Do not buy from pet stores. Do not buy online. Do not buy out of the back of a truck in a parking lot. When you do, you not only leave a perfectly good animal behind in a shelter, you also actively encourage that irresponsible owner to continue breeding their animal for profit.
#3: Donate. Shelters need your support now more than ever. Our costs are rising, too – not just because of inflation, but because our populations continue to climb. If you can set up an automatic donation, even for a small amount each month or quarter, that stability can mean the world to a shelter on a tight budget. We are an independent 501c3 non-profit. We receive no government funding at any level, which means we rely 100% on those donations, big and small, to continue to function. So when we say that every dollar makes a difference, we absolutely mean it.
And although monetary donations are critical, supporting a shelter doesn’t have to be expensive. $2 for a bottle of hand sanitizer or bleach. $1 for a bag of treats on sale. Even a toy your pet has lost interest in, or a collar they’ve grown out of. Almost all shelters keep a wish list of items they need, and in many cases used is just fine. You can see our wish list here.

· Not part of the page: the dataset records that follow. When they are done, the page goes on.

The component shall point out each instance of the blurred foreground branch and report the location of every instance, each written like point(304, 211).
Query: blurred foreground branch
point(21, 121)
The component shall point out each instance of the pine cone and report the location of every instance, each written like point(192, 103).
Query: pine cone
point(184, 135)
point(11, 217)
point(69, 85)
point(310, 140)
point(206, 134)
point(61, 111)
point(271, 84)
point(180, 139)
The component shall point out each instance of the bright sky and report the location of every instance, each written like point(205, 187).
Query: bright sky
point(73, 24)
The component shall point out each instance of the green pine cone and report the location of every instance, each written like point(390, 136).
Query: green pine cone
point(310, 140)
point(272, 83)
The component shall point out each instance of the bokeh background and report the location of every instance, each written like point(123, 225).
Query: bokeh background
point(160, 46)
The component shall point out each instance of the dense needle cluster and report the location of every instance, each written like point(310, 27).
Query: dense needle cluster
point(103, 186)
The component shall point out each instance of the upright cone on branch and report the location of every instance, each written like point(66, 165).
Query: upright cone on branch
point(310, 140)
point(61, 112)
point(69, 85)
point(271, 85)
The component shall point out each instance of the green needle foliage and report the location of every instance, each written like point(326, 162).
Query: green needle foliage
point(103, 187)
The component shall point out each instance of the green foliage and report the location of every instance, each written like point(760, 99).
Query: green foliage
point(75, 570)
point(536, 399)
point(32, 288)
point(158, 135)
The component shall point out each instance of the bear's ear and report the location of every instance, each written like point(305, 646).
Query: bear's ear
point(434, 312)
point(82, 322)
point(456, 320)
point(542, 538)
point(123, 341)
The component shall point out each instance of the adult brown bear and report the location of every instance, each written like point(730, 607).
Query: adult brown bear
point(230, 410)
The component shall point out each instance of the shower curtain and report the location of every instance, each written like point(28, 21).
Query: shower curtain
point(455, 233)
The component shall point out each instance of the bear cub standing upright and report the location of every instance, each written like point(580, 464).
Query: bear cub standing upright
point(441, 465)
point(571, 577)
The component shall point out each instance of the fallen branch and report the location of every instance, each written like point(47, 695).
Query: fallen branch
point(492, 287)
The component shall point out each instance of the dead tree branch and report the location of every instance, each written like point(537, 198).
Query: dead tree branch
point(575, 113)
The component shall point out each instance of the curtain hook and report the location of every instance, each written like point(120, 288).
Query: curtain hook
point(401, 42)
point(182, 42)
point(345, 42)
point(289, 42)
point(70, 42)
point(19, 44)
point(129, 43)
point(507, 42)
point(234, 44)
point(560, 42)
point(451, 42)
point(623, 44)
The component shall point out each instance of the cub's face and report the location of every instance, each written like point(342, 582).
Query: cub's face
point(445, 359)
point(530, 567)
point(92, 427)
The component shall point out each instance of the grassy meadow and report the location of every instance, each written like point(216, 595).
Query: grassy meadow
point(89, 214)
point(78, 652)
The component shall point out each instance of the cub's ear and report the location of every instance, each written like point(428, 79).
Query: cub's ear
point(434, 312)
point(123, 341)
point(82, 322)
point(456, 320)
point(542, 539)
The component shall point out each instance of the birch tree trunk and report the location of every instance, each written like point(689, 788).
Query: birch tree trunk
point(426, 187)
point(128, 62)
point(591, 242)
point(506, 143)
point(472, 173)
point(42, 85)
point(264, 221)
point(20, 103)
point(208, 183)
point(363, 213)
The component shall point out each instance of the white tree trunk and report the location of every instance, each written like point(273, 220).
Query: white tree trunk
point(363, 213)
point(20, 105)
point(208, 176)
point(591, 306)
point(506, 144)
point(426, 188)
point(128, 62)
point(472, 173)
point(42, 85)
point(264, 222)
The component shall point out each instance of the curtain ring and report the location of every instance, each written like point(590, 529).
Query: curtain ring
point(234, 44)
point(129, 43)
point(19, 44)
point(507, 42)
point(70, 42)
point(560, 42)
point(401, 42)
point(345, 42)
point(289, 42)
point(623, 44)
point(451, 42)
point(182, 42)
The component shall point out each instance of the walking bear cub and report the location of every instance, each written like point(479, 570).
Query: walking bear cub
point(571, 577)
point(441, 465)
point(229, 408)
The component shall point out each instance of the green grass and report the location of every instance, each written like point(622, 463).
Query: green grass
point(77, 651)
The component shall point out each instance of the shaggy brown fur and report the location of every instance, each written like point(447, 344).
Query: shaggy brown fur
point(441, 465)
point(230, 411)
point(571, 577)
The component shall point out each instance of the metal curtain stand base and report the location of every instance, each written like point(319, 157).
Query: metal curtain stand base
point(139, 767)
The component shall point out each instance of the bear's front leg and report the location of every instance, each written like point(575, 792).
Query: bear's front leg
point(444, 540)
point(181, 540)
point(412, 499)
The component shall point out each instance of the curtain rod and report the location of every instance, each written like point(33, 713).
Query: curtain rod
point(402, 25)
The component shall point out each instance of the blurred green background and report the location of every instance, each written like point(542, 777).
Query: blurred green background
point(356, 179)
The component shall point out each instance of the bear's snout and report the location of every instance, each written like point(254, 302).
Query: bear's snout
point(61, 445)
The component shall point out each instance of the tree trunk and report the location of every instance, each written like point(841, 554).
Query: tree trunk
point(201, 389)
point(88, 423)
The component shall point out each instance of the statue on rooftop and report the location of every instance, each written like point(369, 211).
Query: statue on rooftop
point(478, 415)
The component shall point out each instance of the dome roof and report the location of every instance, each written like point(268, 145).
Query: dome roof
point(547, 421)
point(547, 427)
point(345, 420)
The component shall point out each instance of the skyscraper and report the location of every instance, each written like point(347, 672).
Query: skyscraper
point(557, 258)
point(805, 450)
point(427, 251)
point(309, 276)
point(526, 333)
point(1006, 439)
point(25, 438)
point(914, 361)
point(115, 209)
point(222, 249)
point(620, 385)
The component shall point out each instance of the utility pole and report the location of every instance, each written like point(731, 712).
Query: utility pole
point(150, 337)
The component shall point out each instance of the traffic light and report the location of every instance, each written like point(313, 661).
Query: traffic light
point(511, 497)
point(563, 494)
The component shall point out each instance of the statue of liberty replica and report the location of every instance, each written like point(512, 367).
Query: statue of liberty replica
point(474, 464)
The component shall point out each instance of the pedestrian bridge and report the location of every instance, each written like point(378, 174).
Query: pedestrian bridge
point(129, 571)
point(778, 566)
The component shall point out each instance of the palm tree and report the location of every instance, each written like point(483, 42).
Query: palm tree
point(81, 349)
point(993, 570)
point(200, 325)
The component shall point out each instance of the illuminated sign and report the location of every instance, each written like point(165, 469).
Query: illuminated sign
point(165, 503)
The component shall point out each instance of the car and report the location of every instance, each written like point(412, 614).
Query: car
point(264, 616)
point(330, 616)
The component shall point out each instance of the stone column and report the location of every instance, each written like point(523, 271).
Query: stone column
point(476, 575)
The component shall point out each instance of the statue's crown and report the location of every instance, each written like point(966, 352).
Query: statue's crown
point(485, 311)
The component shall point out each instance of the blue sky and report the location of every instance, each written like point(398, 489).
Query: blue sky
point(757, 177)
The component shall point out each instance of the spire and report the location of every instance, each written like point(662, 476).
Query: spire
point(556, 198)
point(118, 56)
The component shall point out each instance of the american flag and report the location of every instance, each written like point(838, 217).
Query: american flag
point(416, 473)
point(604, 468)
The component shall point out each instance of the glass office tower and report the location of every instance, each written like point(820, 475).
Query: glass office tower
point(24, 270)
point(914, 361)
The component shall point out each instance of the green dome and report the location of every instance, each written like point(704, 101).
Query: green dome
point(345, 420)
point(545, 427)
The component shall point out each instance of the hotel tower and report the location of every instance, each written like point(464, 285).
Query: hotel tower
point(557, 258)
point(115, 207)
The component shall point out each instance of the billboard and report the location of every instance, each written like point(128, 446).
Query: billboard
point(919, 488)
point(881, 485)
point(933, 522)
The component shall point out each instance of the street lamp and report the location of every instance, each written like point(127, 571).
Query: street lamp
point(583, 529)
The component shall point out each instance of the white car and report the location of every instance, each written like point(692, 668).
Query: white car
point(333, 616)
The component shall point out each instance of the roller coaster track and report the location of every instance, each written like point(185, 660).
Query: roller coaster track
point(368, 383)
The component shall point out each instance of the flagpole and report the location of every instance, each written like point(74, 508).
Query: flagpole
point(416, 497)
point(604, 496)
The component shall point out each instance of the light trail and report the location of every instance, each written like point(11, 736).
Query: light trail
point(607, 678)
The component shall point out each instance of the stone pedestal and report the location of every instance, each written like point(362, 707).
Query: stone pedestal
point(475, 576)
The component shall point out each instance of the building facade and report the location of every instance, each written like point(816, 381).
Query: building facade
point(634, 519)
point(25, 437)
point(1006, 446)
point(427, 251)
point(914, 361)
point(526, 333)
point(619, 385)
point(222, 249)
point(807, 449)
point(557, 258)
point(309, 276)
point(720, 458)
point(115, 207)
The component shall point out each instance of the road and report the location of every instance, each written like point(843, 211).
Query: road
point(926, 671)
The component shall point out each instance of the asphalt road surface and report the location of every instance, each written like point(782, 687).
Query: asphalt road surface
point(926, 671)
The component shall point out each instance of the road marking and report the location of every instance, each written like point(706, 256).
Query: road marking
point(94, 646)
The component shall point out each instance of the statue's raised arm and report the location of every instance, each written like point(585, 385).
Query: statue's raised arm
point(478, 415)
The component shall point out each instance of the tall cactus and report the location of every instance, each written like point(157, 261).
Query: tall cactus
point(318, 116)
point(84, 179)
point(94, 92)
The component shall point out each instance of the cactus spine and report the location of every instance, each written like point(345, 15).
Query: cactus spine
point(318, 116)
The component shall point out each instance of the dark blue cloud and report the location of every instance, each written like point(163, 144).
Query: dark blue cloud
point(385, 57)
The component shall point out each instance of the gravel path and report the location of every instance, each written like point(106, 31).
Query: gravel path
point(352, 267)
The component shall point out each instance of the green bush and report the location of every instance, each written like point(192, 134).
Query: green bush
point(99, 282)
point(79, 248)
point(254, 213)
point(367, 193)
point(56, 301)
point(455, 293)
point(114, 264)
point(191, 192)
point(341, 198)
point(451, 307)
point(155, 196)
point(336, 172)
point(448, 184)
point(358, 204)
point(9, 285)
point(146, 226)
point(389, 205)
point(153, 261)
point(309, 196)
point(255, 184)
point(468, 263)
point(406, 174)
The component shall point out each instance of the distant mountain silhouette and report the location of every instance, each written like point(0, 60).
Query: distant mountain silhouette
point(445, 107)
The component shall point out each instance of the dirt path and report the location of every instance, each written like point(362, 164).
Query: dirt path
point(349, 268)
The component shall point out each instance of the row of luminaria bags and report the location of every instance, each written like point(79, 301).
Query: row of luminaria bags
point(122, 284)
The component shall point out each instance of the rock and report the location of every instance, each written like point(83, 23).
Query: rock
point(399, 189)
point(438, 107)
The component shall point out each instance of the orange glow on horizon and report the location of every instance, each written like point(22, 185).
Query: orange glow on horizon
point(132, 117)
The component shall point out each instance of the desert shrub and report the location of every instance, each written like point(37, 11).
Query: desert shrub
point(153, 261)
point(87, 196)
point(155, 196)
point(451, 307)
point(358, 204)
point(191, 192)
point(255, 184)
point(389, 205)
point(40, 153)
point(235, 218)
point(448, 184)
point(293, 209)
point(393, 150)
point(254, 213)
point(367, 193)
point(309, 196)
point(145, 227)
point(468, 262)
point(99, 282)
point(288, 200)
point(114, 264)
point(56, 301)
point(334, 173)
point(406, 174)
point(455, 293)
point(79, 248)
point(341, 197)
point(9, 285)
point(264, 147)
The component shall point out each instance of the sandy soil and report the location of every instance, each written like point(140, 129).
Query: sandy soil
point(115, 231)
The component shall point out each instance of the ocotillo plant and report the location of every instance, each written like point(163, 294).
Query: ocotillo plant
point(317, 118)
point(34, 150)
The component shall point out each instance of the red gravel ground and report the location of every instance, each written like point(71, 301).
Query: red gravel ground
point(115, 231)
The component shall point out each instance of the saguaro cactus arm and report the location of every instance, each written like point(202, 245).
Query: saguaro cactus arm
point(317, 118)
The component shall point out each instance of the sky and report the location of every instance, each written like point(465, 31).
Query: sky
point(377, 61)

#4: Speak out. So few people are even aware that shelters are struggling. Almost no one understands how bad it is right now. Encourage your friends and family to get their pets fixed. Discourage them from buying from irresponsible breeders. Remind them how many pets are becoming homeless, and that so few are adopting. And please, speak up for shelters and shelter workers. There is not a person in the world who does this work because it’s easy. We’re not out here getting rich. We’re here because we care deeply for every last one of these animals; and for the shelters pushed past the point of euthanizing for space, every heartbreaking decision leaves a deep scar.